Retail employees at the veterinary charity PDSA have been asked to sign new contracts that allow them to be sacked or have their hours cut at short notice as part of a multimillion-pound restructure.
Correspondence between the charity and staff, seen by Third Sector, shows PDSA was predicting a £30m fall in income in March last year, although this has since been revised to about £8m.
The charity made 50 redundancies last year while it was asking staff to agree to a change in the terms and conditions of their contracts, Third Sector understands.
Correspondence sent last year from the charity to retail employees said: “In the event of a temporary loss or reduction of work, PDSA reserves the right to lay you off without pay or alternatively reduce your working hours with a proportionate reduction in pay, for a period determined by PDSA.
“As much notice as reasonably practicable will be given before any period of lay-off or short time working.”
In a separate letter, an employee who did not agree with the new terms was given four weeks’ notice, although the new contract offer remained in place until the end of the notice period.
The charity said the contract changes for retail colleagues, which would apply in the event of temporary loss or reduction of work and where no government support schemes were available, had been introduced and agreed with the vast majority of staff.
PDSA said the move would help safeguard individual jobs and the future of its retail operation, which raised vital income.
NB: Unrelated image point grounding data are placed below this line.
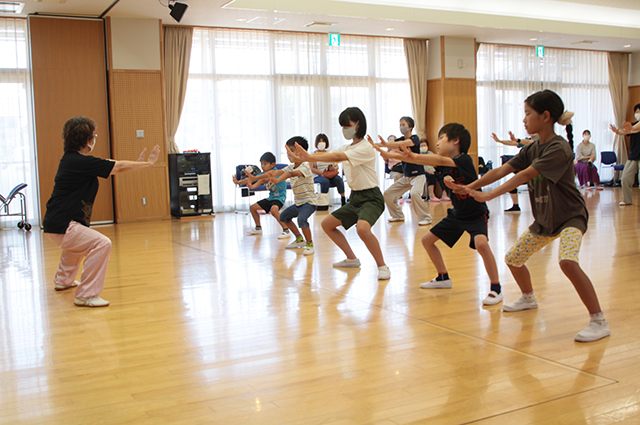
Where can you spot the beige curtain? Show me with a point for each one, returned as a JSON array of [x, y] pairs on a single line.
[[177, 54], [416, 54], [619, 88]]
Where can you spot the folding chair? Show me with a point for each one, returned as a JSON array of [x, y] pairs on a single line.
[[4, 207]]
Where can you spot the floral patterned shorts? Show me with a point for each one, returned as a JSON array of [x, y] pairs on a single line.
[[528, 244]]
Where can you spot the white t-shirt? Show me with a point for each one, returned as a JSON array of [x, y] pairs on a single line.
[[360, 169]]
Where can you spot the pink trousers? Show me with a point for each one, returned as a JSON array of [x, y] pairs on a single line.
[[80, 241]]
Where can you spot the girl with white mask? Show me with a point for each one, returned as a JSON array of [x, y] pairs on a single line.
[[366, 203], [327, 175]]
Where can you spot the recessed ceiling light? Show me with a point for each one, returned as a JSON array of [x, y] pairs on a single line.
[[11, 7]]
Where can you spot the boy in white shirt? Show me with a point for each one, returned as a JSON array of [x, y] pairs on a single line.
[[366, 203]]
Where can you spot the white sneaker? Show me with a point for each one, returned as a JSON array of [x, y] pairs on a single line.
[[347, 263], [596, 330], [436, 284], [384, 273], [296, 245], [91, 302], [59, 287], [493, 298], [522, 304]]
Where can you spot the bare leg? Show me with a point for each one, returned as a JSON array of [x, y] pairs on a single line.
[[429, 242], [275, 212], [370, 240], [330, 226], [254, 213], [482, 246], [583, 285]]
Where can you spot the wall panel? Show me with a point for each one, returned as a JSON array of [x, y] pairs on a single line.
[[69, 79], [137, 104]]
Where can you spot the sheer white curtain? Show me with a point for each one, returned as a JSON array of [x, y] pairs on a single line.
[[250, 91], [17, 158], [506, 75]]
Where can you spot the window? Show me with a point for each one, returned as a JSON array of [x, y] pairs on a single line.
[[250, 91], [507, 75], [17, 159]]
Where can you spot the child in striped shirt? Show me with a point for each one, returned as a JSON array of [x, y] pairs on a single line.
[[304, 195]]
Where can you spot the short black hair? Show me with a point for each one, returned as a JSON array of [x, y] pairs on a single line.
[[268, 157], [322, 138], [354, 114], [409, 121], [77, 132], [457, 131], [300, 140]]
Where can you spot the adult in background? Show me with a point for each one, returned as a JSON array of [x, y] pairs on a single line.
[[66, 222]]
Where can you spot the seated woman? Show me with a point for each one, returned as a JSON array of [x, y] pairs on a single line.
[[585, 170], [327, 174]]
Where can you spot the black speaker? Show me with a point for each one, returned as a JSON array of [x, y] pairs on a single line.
[[177, 10]]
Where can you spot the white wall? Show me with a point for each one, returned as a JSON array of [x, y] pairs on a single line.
[[135, 43], [434, 70], [459, 57]]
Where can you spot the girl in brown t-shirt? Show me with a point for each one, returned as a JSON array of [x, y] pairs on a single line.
[[558, 208]]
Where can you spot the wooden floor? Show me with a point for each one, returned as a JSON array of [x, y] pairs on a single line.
[[207, 325]]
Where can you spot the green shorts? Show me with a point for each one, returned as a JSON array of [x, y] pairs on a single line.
[[367, 205]]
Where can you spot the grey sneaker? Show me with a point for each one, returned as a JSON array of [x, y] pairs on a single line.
[[522, 304], [91, 302], [347, 263], [596, 330], [436, 284]]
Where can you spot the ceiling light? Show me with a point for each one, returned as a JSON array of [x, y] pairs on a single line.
[[177, 10], [11, 7], [320, 24]]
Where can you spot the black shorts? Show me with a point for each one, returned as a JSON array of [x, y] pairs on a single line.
[[266, 204], [451, 228]]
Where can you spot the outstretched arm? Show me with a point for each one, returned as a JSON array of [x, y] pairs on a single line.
[[127, 166], [522, 177]]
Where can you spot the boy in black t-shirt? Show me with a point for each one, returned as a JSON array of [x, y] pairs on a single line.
[[467, 214]]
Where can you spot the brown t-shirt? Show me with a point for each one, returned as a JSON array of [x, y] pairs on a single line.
[[555, 201]]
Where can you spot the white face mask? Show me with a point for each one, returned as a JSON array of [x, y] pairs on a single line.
[[349, 132]]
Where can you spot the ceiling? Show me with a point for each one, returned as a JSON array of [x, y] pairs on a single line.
[[581, 24]]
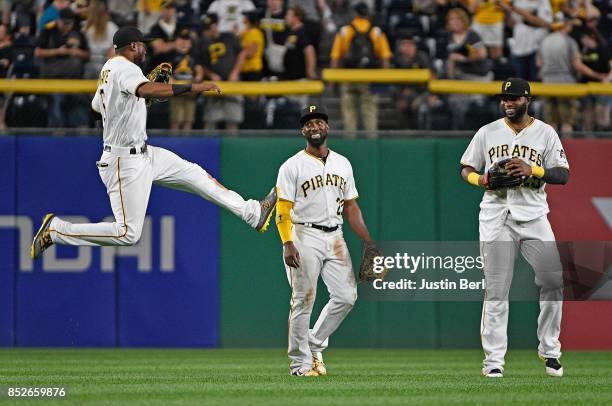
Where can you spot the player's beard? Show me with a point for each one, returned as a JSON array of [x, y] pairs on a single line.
[[316, 138], [519, 112], [141, 60]]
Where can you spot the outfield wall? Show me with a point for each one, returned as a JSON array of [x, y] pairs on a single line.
[[200, 277]]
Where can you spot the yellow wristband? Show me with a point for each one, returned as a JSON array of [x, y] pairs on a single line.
[[473, 178], [537, 171], [283, 220]]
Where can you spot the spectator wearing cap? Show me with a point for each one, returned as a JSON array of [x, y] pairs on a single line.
[[162, 34], [6, 55], [467, 60], [411, 100], [560, 57], [530, 21], [63, 51], [488, 22], [51, 13], [371, 51], [318, 19], [99, 31], [218, 60], [148, 13], [252, 43], [300, 58], [275, 30], [182, 109], [123, 12], [230, 14], [467, 54], [595, 109]]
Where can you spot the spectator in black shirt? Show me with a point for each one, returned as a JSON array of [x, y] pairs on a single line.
[[6, 54], [220, 57], [182, 109], [64, 51], [596, 109], [6, 50], [413, 99], [275, 31], [300, 58], [163, 33]]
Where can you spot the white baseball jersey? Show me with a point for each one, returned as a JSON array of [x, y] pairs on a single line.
[[317, 189], [537, 144], [124, 115]]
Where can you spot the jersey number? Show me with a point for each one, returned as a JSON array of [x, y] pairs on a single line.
[[103, 110], [340, 206]]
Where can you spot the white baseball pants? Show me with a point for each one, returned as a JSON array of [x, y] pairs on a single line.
[[535, 240], [128, 179], [327, 255]]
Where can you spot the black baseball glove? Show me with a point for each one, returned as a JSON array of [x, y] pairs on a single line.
[[160, 74], [497, 177], [367, 272]]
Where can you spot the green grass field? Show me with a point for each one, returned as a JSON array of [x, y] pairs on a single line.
[[355, 377]]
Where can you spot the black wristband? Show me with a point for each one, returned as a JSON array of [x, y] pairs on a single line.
[[180, 89], [556, 176]]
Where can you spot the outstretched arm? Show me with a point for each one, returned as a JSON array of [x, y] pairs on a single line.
[[152, 90], [352, 212]]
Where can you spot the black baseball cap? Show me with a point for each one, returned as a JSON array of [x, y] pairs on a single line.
[[312, 111], [66, 14], [209, 19], [126, 35], [515, 87], [361, 8]]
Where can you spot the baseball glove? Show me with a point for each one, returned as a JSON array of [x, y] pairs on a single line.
[[160, 74], [367, 272], [497, 177]]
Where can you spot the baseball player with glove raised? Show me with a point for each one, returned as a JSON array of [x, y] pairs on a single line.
[[128, 166], [316, 188], [519, 155]]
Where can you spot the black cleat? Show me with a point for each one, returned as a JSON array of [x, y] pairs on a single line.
[[495, 373], [553, 367]]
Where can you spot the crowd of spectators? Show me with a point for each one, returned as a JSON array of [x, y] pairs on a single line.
[[563, 41]]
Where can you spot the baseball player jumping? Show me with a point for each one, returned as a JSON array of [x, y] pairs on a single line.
[[315, 188], [128, 166], [519, 155]]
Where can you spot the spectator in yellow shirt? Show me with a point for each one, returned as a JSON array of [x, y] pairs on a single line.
[[488, 22], [252, 43], [148, 13], [360, 45]]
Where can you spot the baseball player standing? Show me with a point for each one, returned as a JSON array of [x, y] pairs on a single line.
[[128, 166], [515, 218], [315, 188]]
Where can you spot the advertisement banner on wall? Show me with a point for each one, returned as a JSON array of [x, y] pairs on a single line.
[[163, 291]]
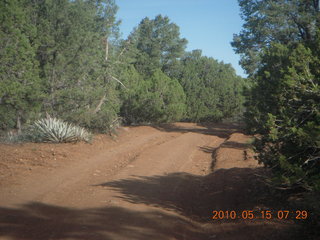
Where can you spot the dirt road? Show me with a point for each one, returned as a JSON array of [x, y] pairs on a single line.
[[148, 183]]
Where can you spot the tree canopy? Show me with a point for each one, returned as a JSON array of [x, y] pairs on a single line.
[[66, 59]]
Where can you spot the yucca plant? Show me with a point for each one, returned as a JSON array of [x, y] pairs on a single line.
[[55, 130]]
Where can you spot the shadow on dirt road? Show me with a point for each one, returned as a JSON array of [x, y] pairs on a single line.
[[193, 197]]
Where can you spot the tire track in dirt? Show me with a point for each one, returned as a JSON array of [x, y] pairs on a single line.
[[155, 184]]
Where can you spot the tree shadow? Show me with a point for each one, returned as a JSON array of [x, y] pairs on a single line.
[[39, 221], [196, 197], [219, 130], [192, 197]]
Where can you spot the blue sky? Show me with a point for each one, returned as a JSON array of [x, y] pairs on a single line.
[[208, 25]]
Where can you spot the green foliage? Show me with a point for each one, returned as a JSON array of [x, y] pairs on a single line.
[[286, 103], [158, 43], [20, 85], [273, 21], [65, 58], [155, 99], [57, 131], [212, 88]]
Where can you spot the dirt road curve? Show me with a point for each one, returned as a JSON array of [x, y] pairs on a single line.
[[149, 183]]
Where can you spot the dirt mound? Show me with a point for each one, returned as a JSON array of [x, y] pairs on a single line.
[[148, 183]]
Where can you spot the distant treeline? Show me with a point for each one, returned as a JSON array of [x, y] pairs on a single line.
[[66, 59], [280, 48]]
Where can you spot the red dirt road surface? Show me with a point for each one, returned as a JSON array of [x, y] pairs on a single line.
[[149, 183]]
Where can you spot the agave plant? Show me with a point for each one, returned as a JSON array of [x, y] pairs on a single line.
[[55, 130]]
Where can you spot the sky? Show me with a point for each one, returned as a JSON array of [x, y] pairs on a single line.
[[208, 25]]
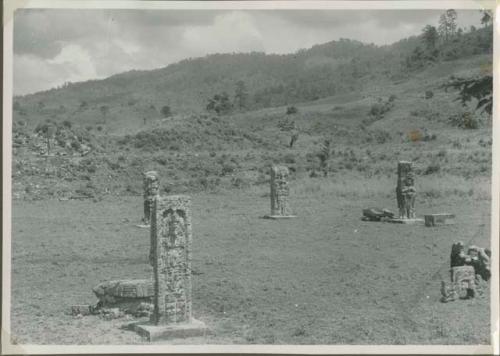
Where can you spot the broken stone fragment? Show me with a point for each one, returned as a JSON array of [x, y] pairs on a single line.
[[376, 214], [129, 296]]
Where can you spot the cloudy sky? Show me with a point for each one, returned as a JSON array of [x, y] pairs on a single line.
[[54, 46]]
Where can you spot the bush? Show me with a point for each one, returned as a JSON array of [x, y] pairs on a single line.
[[289, 158], [379, 109], [464, 120], [432, 168], [291, 110]]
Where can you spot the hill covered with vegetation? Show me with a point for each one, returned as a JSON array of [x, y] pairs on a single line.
[[219, 121]]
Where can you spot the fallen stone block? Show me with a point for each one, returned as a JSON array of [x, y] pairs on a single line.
[[376, 214], [132, 296], [83, 309], [439, 219]]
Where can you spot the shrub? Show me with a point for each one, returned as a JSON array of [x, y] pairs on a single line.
[[379, 109], [291, 110], [464, 120], [289, 158], [432, 168]]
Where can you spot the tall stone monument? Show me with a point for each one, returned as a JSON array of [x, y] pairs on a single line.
[[171, 240], [280, 192], [405, 194], [151, 190]]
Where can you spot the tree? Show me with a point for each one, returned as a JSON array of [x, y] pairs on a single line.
[[324, 156], [479, 88], [104, 111], [220, 104], [241, 95], [487, 18], [430, 37], [165, 111], [448, 24]]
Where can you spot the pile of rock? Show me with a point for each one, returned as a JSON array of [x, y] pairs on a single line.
[[130, 296], [468, 271]]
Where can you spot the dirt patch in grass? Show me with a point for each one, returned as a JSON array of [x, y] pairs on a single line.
[[325, 277]]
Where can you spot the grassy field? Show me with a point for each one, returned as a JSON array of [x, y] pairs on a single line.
[[325, 277]]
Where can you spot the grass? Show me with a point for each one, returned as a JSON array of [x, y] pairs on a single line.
[[325, 277]]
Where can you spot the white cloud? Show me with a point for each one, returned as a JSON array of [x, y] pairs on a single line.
[[230, 32], [55, 46]]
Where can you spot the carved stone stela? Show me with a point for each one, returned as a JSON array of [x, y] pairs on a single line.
[[280, 192], [171, 238], [405, 194], [405, 190], [151, 190]]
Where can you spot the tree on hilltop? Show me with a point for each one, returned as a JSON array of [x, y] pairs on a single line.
[[487, 18], [241, 95], [220, 104], [478, 88], [448, 24]]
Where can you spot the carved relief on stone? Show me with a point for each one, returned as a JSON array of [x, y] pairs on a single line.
[[171, 242], [405, 190], [280, 191]]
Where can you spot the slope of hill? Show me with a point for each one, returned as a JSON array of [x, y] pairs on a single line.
[[107, 132], [128, 100]]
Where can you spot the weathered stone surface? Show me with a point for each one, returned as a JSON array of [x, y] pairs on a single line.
[[83, 309], [131, 296], [280, 192], [439, 219], [405, 190], [126, 288], [376, 214], [171, 239], [151, 190], [462, 286], [478, 258], [467, 270]]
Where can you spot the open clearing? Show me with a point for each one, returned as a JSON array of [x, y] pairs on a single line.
[[325, 277]]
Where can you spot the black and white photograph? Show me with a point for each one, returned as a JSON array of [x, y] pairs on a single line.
[[250, 176]]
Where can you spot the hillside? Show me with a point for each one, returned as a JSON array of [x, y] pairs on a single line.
[[363, 98]]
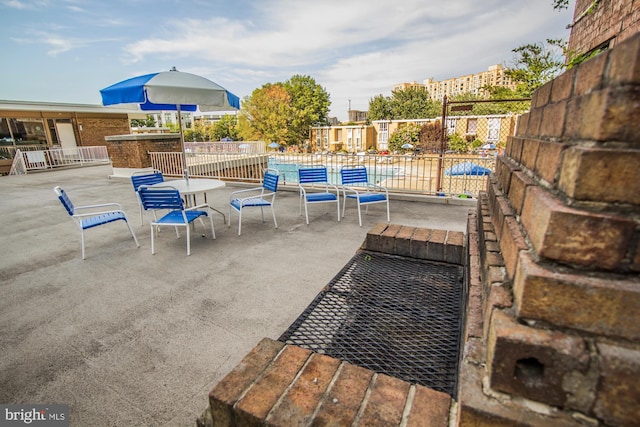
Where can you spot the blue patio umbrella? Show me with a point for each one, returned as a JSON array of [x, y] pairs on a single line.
[[171, 91], [467, 168]]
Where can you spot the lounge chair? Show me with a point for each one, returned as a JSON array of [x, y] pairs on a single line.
[[315, 188], [145, 178], [167, 198], [90, 216], [356, 186], [258, 197]]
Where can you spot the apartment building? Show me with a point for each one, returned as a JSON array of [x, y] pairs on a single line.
[[471, 83]]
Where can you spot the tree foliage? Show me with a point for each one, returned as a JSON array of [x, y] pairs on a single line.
[[534, 65], [380, 108], [408, 134], [410, 103], [268, 111], [284, 112], [226, 128]]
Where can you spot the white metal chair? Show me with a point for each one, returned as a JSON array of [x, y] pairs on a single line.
[[90, 216], [167, 198], [258, 197], [356, 186], [315, 188], [145, 178]]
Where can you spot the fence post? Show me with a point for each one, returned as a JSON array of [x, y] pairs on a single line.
[[443, 140]]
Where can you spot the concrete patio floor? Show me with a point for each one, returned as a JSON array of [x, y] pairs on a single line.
[[126, 338]]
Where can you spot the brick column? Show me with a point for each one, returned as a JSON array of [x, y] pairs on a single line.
[[557, 234]]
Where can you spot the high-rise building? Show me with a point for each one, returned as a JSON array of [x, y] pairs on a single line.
[[471, 83]]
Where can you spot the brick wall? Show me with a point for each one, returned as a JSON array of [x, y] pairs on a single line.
[[553, 333], [134, 152], [595, 23], [94, 129]]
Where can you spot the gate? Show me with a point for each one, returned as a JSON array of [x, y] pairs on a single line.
[[477, 126]]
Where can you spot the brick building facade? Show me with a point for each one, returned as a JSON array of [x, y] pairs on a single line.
[[554, 257], [602, 24]]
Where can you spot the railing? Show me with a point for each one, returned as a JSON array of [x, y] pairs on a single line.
[[400, 173], [58, 157]]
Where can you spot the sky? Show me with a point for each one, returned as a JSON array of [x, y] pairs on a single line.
[[67, 50]]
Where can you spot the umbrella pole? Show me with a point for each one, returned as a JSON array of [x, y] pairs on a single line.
[[184, 154]]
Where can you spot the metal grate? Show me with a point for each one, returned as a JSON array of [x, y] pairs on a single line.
[[392, 315]]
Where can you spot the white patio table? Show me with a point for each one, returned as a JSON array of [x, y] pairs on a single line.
[[191, 188]]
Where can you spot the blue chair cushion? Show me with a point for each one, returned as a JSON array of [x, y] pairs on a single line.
[[369, 197], [320, 197], [255, 201], [94, 221], [175, 217]]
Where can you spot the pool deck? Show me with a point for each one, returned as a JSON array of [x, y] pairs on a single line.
[[127, 338]]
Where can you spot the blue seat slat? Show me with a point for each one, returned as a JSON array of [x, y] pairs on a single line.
[[94, 221], [354, 176], [311, 175], [368, 197], [270, 182], [175, 217], [321, 197], [256, 201]]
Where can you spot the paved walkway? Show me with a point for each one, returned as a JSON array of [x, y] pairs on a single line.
[[126, 338]]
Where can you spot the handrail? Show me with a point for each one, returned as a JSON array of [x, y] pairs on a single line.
[[25, 161]]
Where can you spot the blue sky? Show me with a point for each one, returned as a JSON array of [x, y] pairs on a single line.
[[67, 50]]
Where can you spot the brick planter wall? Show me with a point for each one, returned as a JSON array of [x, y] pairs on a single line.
[[553, 333]]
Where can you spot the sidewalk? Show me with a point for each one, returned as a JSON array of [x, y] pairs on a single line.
[[126, 338]]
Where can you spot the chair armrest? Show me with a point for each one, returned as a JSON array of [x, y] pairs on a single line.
[[193, 208], [77, 215], [244, 191], [101, 205]]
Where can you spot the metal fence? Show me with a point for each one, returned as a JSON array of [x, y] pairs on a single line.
[[460, 176], [58, 157]]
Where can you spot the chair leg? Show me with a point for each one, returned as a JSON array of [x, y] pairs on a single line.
[[388, 214], [135, 239], [153, 248], [274, 217], [82, 241], [188, 239], [213, 231]]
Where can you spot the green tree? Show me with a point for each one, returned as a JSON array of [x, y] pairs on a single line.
[[457, 143], [380, 108], [430, 137], [411, 103], [310, 104], [267, 112], [534, 65], [226, 128], [284, 112], [407, 134]]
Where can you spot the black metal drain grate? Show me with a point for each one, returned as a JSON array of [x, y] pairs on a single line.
[[392, 315]]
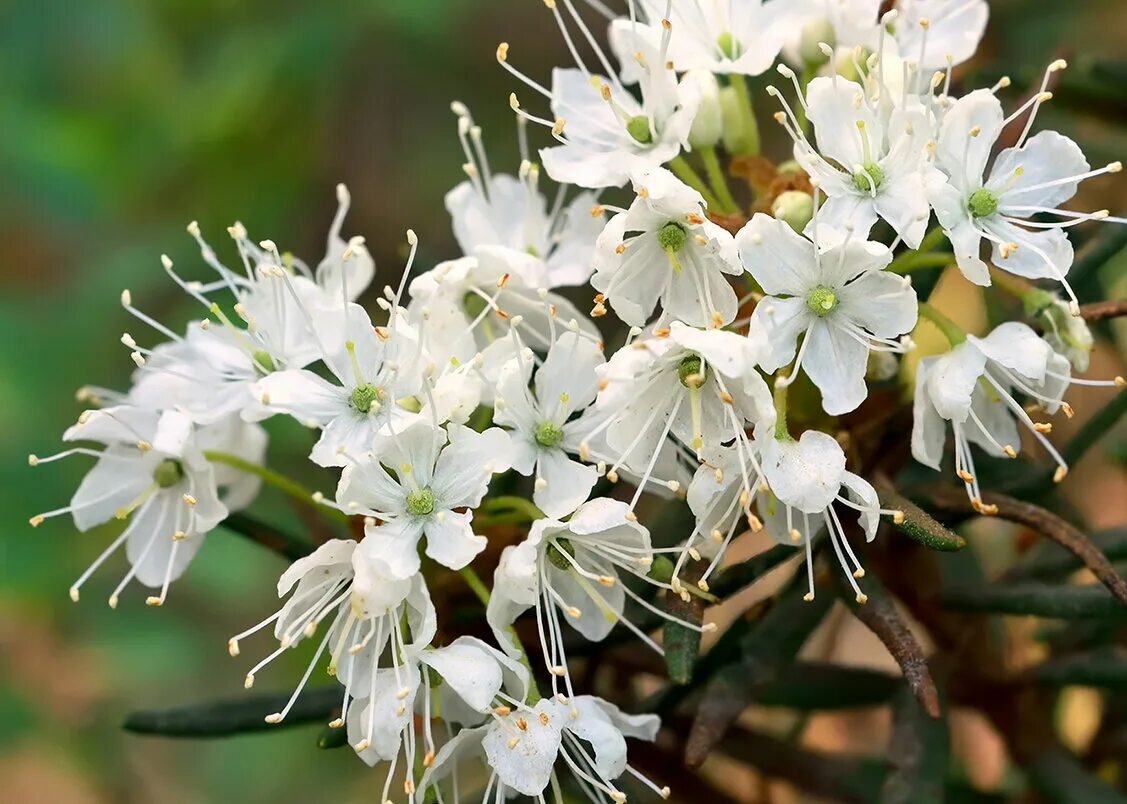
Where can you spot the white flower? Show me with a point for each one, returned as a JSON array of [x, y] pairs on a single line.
[[604, 130], [698, 386], [574, 568], [664, 249], [742, 37], [414, 480], [375, 369], [522, 745], [973, 388], [505, 222], [870, 159], [995, 200], [371, 611], [806, 478], [152, 471], [833, 296], [543, 432]]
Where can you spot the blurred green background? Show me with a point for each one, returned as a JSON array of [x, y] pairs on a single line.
[[120, 122]]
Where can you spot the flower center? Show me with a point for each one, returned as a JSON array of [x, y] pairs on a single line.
[[983, 203], [691, 371], [364, 397], [729, 45], [638, 127], [549, 434], [822, 301], [264, 361], [168, 473], [420, 503], [559, 550], [869, 178]]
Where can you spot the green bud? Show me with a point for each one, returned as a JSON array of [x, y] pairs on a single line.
[[822, 301], [672, 237], [264, 361], [662, 570], [364, 396], [549, 434], [691, 371], [983, 203], [420, 503], [729, 45], [557, 548], [861, 179], [168, 473], [793, 206], [638, 127]]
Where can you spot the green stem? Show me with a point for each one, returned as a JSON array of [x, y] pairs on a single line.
[[951, 330], [751, 143], [686, 174], [478, 586], [916, 261], [719, 180], [276, 479], [514, 505]]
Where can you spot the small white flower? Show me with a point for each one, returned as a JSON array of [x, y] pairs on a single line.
[[505, 221], [995, 200], [543, 432], [375, 368], [835, 297], [664, 249], [973, 388], [153, 473], [414, 480], [806, 478]]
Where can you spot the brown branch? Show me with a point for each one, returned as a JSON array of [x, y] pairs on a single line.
[[1046, 522]]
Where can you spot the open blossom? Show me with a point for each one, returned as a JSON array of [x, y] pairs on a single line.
[[835, 297], [996, 200], [152, 471], [664, 250], [414, 480], [505, 220], [374, 368], [604, 130], [541, 418], [972, 387], [870, 156]]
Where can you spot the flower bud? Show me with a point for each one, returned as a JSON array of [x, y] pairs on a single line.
[[708, 123], [793, 206]]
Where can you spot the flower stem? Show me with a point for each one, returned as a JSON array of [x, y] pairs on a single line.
[[276, 479], [951, 330], [751, 140], [719, 182], [686, 174], [478, 586]]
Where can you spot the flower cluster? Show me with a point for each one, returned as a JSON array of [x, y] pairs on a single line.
[[480, 371]]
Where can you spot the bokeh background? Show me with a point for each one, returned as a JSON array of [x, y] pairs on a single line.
[[123, 120]]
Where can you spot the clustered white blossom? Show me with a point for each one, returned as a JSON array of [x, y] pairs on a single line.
[[481, 367]]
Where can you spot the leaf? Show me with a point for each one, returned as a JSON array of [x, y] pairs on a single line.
[[234, 716], [1061, 778], [765, 654], [919, 751], [917, 524], [1035, 599], [1105, 668], [738, 576]]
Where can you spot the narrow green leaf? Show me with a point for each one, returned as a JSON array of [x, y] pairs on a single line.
[[1061, 778], [1036, 599], [234, 716]]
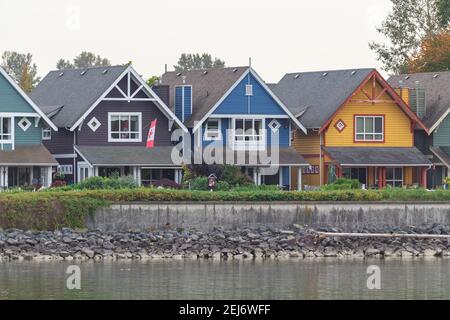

The charity did not respond to a question about the number of staff who signed the new contract, but its 2019 accounts show it had 239 full-time employees in its retail operation.
It also would not say how many staff had refused to sign the contract, or whether the clause had been used since it was introduced.
A spokesperson for the charity said: “Like the vast majority of charities, the pandemic has hit PDSA hard.
“Virtually all of the charity’s income and fundraising activities have been impacted, while at the same time demand for our veterinary services has increased.
“We took decisive action to adapt our plans as a result of the pandemic and made sure we had the right structures and affordable cost base to deliver those plans so that we could be here for pets and people in need for many more years to come.
“Changes to structures were implemented in the autumn following a robust consultation process where we worked proactively to minimise the impact on individuals and we were able to provide alternative employment in many cases.”
The charity said the decision to restructure some parts of the organisation was not taken lightly and it deeply regretted the impact on affected colleagues.